Julia Braun, Unternehmerin und Mehrfachgründerin, berichtet von ihrer Reise in die Selbstständigkeit – und davon, warum Frauen beim Gründen oft höhere Hürden überwinden müssen.
Wenn ich heute auf meine unternehmerische Reise zurückblicke, sehe ich viele Entscheidungen, Höhen, Tiefen – und vor allem: Freiheit. Als Mehrfachgründerin und Unternehmerin aus Bad Neustadt habe ich erlebt, wie erfüllend es ist, eigene Ideen Wirklichkeit werden zu lassen. Ich bin jeden einzelnen Schritt selbst gegangen: von der ersten Produktidee über die Entwicklung, das Branding, die Markteinführung – bis hin zum Moment, in dem unsere Produkte schließlich in den Supermarktregalen standen. Eine meiner Marken – ein Unternehmen in der Pet-Branche – durfte ich nach nur fünf Jahren erfolgreich an eine renommierte Aktiengesellschaft verkaufen. Wir wurden mit unserer Marke zu einer der besten Deutschlands gekürt, ein Meilenstein, der mir nicht nur wirtschaftlich, sondern auch emotional einen immensen Push gegeben hat weiterzumachen. Denn wer einmal erlebt hat, was alles möglich ist, wenn man sich traut, weiß: Frauen können alles erreichen – sie müssen nur eines tun: starten.
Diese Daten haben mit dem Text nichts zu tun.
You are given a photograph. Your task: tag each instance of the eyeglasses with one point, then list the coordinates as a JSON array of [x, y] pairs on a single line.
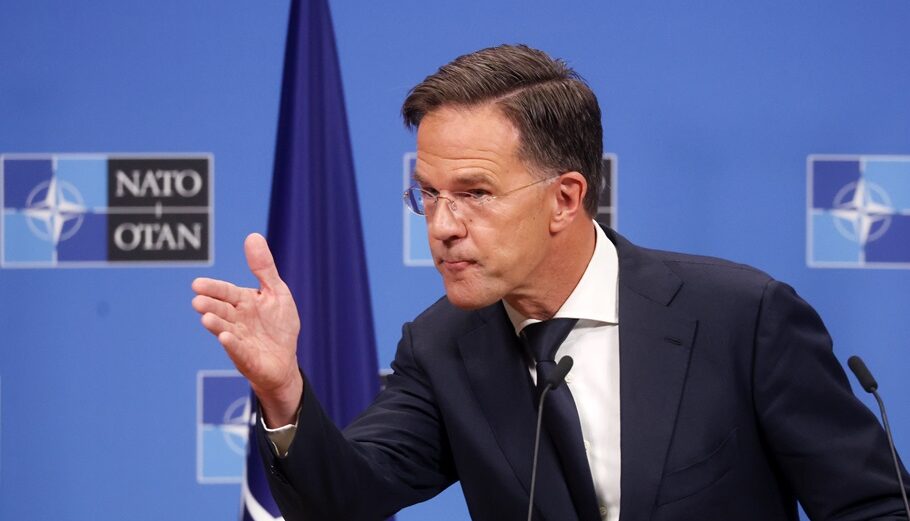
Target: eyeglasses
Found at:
[[423, 202]]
Mich hat damals vor allem der Wunsch nach Unabhängigkeit motiviert, den Schritt in die Selbstständigkeit zu gehen. Ich wollte mein eigenes Tempo bestimmen, eigene Strukturen schaffen, eigene Visionen umsetzen. Die heutige Zeit bietet uns Frauen so viele Chancen wie nie zuvor: Wir können Netzwerke nutzen, digitale Tools einsetzen, neue Geschäftsmodelle testen und mit unserer Kreativität ganze Märkte verändern. Es stehen uns tatsächlich alle Wege offen – zumindest theoretisch.
In der Praxis brauchen Frauen mehr Mut als Männer
In meinen Gesprächen mit angehenden Gründerinnen fällt immer wieder auf, dass sich Frauen oft erst dann trauen, wenn sie das Gefühl haben, perfekt vorbereitet zu sein. Sie analysieren länger, wägen ab, stellen sich selbst infrage – während Männer häufig einfach machen. Dieses „Sich erst sicher fühlen wollen“ kann lähmen, obwohl es gar nicht notwendig ist. Kein Businessplan der Welt schützt vor Fehlern, kein Marktcheck ersetzt die Erfahrung, ins Tun zu kommen. Und doch: Dieses Streben nach Sicherheit ist tief verankert, gesellschaftlich, kulturell und oft auch familiär geprägt.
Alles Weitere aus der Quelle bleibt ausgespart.